Author Topic: Document size on disk i AFP format  (Read 2694 times)

Johan Dahlgren

  • Jr. Member
  • **
  • Posts: 12
    • View Profile
Document size on disk i AFP format
« on: January 25, 2022, 06:24:14 AM »
Hello,

I am having problems with calculating the average size of the documents stored in OnDemand folders and application groups. I have been manually trying to match different sizes in the tables to match it to the actual size of the AFP file when written to disk outside of OnDemand.

We are working to convert our documents from AFP to PDF-A/2b and want an accurate way to estimate the time needed to do this. We are fetching the documents from OnDemand and writing them to disk in the AFP format, then we convert them using the AFP2PDF converter and finaly store them in a new storage.

I have been looking at the DOC_LEN in the tables named from the application group name (ARSAG, AGID_NAME) and combining that with the DECOMP_SIZE of the correlating resource from ARSRES table... for the most part it seems to give me the correct size of the file but when the resource DECOMP_SIZE is null the numbers are off. Examples below.
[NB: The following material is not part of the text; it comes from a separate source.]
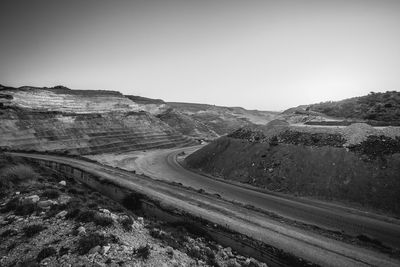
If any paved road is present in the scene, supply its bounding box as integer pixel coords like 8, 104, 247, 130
136, 147, 400, 249
13, 153, 400, 266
If i have a file with DOC_LEN of 2000 and that has a RESOURCE with a DECOMP_SIZE of 4000 the document size on disk will be 6000b

But if I have a file with DOC_LEN of 2000 and a RESOURCE with a DECOMP_SIZE of '-' the document size is not the expected 2000 but often much bigger even tho there is no DECOMP_SIZE.
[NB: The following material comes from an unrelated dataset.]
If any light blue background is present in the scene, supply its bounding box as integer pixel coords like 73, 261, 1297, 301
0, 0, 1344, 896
Am i way off in what i try to do? Is there a better way to calculate the expected number of bytes a document will have once it is written to disk?

Kind regards
Johan Dahlgren

Justin Derrick

  • IBM Content Manager OnDemand Consultant
  • Administrator
  • Hero Member
  • *****
  • Posts: 2229
  • CMOD Guru for hire...
    • View Profile
    • Tenacious Consulting
Re: Document size on disk i AFP format
« Reply #1 on: January 26, 2022, 10:36:11 AM »
The easiest way is to calculate an average compression ratio for an Application by using the input and output sizes in the System Load table, then calculate the average size of each document, then multiply it out by the number of documents.

I'd also be interested to know more about your project and how you're handling the conversion.  Can you share a little more information on your process?

-JD.
IBM CMOD Professional Services: http://TenaciousConsulting.com
Call:  +1-866-533-7742  or  eMail:  jd@justinderrick.com
IBM CMOD Wiki:  https://CMOD.wiki/
FREE IBM CMOD Education & Webinars:  https://CMOD.Training/

Interests: #AIX #Linux #Multiplatforms #DB2 #TSM #SP #Performance #Security #Audits #Customizing #Availability #HA #DR

Johan Dahlgren

  • Jr. Member
  • **
  • Posts: 12
    • View Profile
Re: Document size on disk i AFP format
« Reply #2 on: January 28, 2022, 07:26:46 AM »
System load table, is that the one called SA in the database? in our case it is named SA2, not sure why there is no SA1 but could be it has been deleted since it is set to expire after 3650 days.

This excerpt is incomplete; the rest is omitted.